IKPI, Jakarta: Kebijakan diskon tarif angkutan Lebaran hingga 30% selama periode mudik dinilai berpotensi mendorong perputaran ekonomi di daerah sekaligus mengubah pola mobilitas masyarakat. Namun, keberhasilan kebijakan ini sangat ditentukan oleh kesiapan sistem transportasi dan ketepatan sasaran penerima manfaat.

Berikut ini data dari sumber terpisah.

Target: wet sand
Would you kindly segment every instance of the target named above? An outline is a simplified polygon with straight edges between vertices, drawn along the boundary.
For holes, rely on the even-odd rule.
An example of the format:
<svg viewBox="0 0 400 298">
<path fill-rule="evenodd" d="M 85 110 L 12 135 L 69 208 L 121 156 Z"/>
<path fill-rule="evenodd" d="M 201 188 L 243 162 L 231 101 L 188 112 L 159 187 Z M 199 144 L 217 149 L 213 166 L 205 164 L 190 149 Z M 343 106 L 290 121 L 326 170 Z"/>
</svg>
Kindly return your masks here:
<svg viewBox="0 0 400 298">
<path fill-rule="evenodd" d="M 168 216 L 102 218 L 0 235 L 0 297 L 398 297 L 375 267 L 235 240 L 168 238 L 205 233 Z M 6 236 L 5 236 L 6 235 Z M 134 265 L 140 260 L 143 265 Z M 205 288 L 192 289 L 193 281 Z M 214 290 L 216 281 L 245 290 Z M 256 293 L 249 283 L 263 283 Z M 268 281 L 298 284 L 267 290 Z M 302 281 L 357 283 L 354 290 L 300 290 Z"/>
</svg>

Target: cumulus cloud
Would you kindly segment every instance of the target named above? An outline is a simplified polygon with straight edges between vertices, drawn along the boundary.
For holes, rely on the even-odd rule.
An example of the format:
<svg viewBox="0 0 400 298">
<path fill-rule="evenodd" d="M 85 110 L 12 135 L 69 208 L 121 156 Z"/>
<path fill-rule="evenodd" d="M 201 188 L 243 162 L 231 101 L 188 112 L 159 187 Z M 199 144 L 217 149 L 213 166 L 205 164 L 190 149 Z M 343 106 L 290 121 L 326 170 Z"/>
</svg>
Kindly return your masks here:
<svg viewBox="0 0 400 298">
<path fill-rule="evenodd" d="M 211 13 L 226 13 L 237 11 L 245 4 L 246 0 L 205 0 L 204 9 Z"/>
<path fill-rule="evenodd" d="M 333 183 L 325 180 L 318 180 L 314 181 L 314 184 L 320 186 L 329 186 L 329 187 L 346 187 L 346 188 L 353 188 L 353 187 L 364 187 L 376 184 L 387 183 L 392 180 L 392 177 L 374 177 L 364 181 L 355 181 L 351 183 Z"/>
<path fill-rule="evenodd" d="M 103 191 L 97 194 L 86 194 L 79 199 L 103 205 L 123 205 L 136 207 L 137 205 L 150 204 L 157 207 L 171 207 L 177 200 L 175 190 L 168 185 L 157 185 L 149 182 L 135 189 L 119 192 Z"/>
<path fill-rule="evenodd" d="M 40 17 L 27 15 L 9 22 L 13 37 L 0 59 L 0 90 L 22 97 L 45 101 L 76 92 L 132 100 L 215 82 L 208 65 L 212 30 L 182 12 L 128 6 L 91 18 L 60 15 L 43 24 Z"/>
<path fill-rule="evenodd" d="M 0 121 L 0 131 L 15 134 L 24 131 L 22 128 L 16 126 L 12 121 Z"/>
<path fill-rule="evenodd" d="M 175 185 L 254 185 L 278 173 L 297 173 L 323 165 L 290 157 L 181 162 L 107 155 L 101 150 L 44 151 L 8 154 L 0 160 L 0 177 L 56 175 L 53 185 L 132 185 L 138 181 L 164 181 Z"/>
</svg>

Berdasarkan laporan Kementerian Koordinator Bidang Perekonomian, perputaran uang selama musim mudik Lebaran diperkirakan mencapai sekitar Rp 148 triliun. Sementara itu, konsumsi masyarakat pada periode Lebaran 2026 diproyeksikan tumbuh 10–15%, yang berkontribusi pada pertumbuhan ekonomi nasional kuartal I-2026 di kisaran 5,4–5,5%.
Pakar transportasi dari Universitas Gadjah Mada, Dewanti, menilai kebijakan diskon angkutan mampu memberikan dampak ekonomi jangka pendek melalui peningkatan mobilitas masyarakat.
Menurutnya, insentif tarif dapat mendorong peralihan dari kendaraan pribadi ke transportasi umum, sekaligus memberi ruang bagi masyarakat untuk meningkatkan belanja selama Lebaran.
“Diskon ini mendorong masyarakat untuk beralih dari kendaraan pribadi ke angkutan umum. Selain itu, masyarakat juga memiliki ruang lebih untuk membelanjakan anggaran pada kebutuhan Lebaran, seperti konsumsi dan aktivitas ekonomi di daerah tujuan,” Ujar Dewanti dalam keterangannya, Senin (30/3).
Dewanti menjelaskan, peningkatan mobilitas saat Lebaran umumnya diikuti lonjakan pengeluaran rumah tangga, termasuk sektor pariwisata dan konsumsi lokal.
Kondisi ini pada akhirnya memperkuat perputaran ekonomi di daerah tujuan mudik. Selain itu, kebijakan diskon juga membantu menahan lonjakan tarif angkutan dan berpotensi meredam tekanan inflasi, khususnya di sektor transportasi.
Meski demikian, ia mengingatkan bahwa dampak kebijakan sangat bergantung pada permintaan perjalanan serta kapasitas layanan transportasi. Ia menekankan pentingnya memastikan diskon benar-benar menyasar kelompok masyarakat yang membutuhkan, bukan hanya dinikmati oleh kelompok yang sudah mampu bepergian.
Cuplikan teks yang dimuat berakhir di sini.